One important question they addressed was ‘why identify similarity groups?’ (not to be confused with duplicates), and only time will tell whether their expectations will be met.
However, there are other issues that occurred to me. One is the relationship with ‘core collections’ (which are not mentioned in the article) of which there are now many, even for a single crop such as rice, and which are proven to be of considerable use (see: Genetic resources and conservation challenges under the threat of climate change, Ford-Lloyd, Engels and Jackson – in Plant genetic resources and climate change – Jackson, Ford-Lloyd and Parry, 2014) (sorry for the plug!). So, having identified similarity groups, is it now necessary to go back and redesign core collections? This seems unlikely, but it would perhaps be worthwhile checking core collections to see the extent of occurrence of ‘similar’ accessions. This might have particular value, not necessarily to ensure maximised diversity within core collections.

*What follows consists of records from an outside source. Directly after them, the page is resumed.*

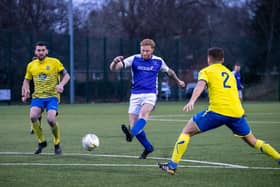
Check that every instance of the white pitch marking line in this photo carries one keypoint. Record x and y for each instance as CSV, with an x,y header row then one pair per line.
x,y
178,120
130,165
127,156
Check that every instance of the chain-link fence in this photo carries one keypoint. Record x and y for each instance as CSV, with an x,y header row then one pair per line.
x,y
95,83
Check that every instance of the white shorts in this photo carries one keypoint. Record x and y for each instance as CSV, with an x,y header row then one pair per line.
x,y
136,101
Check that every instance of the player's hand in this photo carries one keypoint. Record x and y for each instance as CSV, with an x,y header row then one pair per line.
x,y
118,59
24,99
59,88
181,84
188,107
25,94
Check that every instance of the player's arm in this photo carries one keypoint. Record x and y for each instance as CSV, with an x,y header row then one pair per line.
x,y
200,86
117,64
65,78
173,75
25,90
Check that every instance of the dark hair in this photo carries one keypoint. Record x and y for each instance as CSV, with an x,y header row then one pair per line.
x,y
41,43
216,53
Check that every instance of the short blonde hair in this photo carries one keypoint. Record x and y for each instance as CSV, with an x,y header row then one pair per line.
x,y
149,42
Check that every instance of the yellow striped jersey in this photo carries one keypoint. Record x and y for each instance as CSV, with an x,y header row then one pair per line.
x,y
222,90
45,75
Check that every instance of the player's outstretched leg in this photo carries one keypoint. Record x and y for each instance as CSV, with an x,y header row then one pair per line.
x,y
166,167
31,128
262,146
268,150
178,151
127,132
142,138
57,149
56,139
40,148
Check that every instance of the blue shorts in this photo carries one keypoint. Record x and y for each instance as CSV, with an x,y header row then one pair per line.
x,y
207,120
50,103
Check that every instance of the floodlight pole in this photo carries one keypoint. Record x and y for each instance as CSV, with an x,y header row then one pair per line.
x,y
71,56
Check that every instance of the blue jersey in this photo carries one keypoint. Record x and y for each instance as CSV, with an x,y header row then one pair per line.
x,y
145,73
238,79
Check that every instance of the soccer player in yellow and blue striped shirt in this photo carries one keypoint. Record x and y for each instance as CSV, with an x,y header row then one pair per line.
x,y
224,108
45,73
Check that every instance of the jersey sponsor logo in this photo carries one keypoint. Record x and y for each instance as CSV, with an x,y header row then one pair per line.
x,y
144,68
42,76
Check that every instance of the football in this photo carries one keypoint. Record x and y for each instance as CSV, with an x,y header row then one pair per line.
x,y
90,142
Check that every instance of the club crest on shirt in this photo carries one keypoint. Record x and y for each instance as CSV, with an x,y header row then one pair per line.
x,y
42,76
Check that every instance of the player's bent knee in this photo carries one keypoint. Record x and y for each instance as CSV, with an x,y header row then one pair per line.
x,y
34,118
51,121
190,128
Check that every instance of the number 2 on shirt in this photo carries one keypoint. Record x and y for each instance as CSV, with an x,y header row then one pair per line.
x,y
226,75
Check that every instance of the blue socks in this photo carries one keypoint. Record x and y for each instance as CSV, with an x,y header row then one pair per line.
x,y
138,126
141,137
140,134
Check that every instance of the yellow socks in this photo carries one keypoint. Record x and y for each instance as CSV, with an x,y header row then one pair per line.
x,y
56,134
180,147
38,131
267,149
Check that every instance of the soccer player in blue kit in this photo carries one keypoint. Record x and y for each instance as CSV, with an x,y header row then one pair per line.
x,y
144,68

It might be useful to look for similar accessions to those that have already proved to be of value within core collections, possibly revealing similarly adapted accessions of even greater value.
Core collections (which are generally fixed) or core selections (which can be selected based on the requirements of the user in terms of size and material to be represented) aim at sampling a set of germplasm as diverse as possible. We create these cores to maximise the chance that the user finds what (s)he is looking for in cases we do not have better information to use in the selection.
From the concept it follows that similar material will be sampled at a lower density than diverse material, in other word, similarity groups as they are called in the article will in any core selection strategy be sampled at a low frequency. If passport data are used these groups will turn up based on the similarity of the origin, if marker data are used based on the genetic similarity.
In regards the selection of core collections a more urgent question is how the strategies will deal with genomic information; how will we use the knowledge of the actual sequences to optimise the set selected for use? As the diversity in different parts of the genome appears to be quite different, and as we start to be able to recognise the functional parts, we’ll need new optimising strategies.